Таким образом, картина, предстающая во всех трех трагедиях, выглядит совершенно однозначной: речь идет о спасении рода, родины, родного города. Как обстоит дело в «Ифигении»? Правда ли, что и в этой трагедии героиня приносит себя в жертву ради спасения Эллады от порабощения ее варварами? Слова Агамемнона, обращенные к дочери, и ее собственный монолог как будто бы подтверждают это мнение, даже если отбросить пафос, приданный им в переводе Инн.
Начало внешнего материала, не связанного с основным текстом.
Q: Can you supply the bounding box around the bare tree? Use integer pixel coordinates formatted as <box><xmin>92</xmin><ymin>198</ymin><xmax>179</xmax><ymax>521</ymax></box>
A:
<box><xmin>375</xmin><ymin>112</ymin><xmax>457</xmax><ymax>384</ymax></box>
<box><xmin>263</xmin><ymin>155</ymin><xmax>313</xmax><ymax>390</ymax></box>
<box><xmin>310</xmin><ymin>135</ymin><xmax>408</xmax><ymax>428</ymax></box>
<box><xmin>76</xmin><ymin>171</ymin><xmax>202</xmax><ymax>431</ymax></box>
Анненского. «Элладе должно стать свободной, насколько это в твоих, моя дочь, и в моих силах, и не следует, чтобы варвары, господствуя над эллинами, похищали их жен», — говорит Агамемнон (1273–1275). «На меня смотрит сейчас вся великая Эллада, — поддерживает отца с энтузиазмом, который нам еще предстоит объяснить, Ифигения, — и от меня зависит отплытие кораблей и разорение фригийцев, чтобы никогда в будущем не позволять варварам похищать жен из счастливой Эллады… Ведь ты родила меня общим достоянием для всех эллинов, не для себя одной, — говорит она матери. — Подобает, мать, эллинам владычествовать над варварами, а не варварам над эллинами, ибо те — рабы, а эти — свободные»[244].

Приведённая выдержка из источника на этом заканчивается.